During Ríos Montt’s 17 months as head of state in 1982 and 1983, the U.S. State Department – in confidential memos, not press releases – had actually praised him for cleaning up human-rights abuses in the army’s campaigns. So why, for the love of God, was Obama’s State Department persecuting him?

In May 2013, a panel of judges found the 87-year-old Ríos Montt guilty. The U.S. embassy had energetically supported the trial, and Hillary Clinton’s ambassador was quick to praise the verdict.

But the judicial process had been hopelessly flawed. During the trial, the presiding judge, Yassmin Barrios, expelled Ríos Montt’s attorney from the courtroom. In a hurry to render her verdict, Barrios then ordered the two attorneys for Ríos Montt’s co-defendant to represent Ríos Montt as well.
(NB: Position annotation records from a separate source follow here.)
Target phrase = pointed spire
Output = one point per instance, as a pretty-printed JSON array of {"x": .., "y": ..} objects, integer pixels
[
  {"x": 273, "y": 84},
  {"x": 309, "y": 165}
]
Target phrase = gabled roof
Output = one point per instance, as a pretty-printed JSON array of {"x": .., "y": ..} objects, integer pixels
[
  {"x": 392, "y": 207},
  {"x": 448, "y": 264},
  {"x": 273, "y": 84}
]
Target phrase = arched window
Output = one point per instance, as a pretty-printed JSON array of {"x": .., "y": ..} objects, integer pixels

It was a spectacular breach of the defendant’s rights. The country’s highest judicial authority, the constitutional court, threw out the verdict and suspended the trial, pending a review.

The Obama-Clinton-Kerry State Department was having none of it. In March 2014, it honored Judge Barrios with one of its International Women of Courage awards – presented to the judge, at a State Department ceremony, by Michelle Obama.

The department’s citation said of Barrios: “By initiating the judicial process against the former dictator, Barrios gave a voice to thousands of Ixil-Mayan victims, provided an important legal precedent for genocide cases worldwide, and demonstrated the importance of an independent judiciary.”

In December 2014, Kerry paid his own tribute to Barrios and the suppressed genocide verdict. But his tribute was only a rip-and-read from the department’s earlier citation of the judge.

Guatemala’s constitutional court allowed the genocide trial to resume, which it did in early 2015. But the state medical authority removed the now-90-year-old defendant from the court, declaring him medically unfit to stand trial.

As a result, the justice ministry – under a new attorney general – is looking for a surrogate to put in the old man’s place. The trial is scheduled to resume next month without a defendant or even a crime.

Above all, the ministry wants a guilty verdict on the genocide charge. In that quest, it will have the support of the State Department and the U.S. ambassador.

Amid all this political comedy, how long will the Christian victims of ISIS have to wait before they get their due from the United States?

David Landau, a novelist in San Francisco, has also worked in Guatemalan matters for 20 years.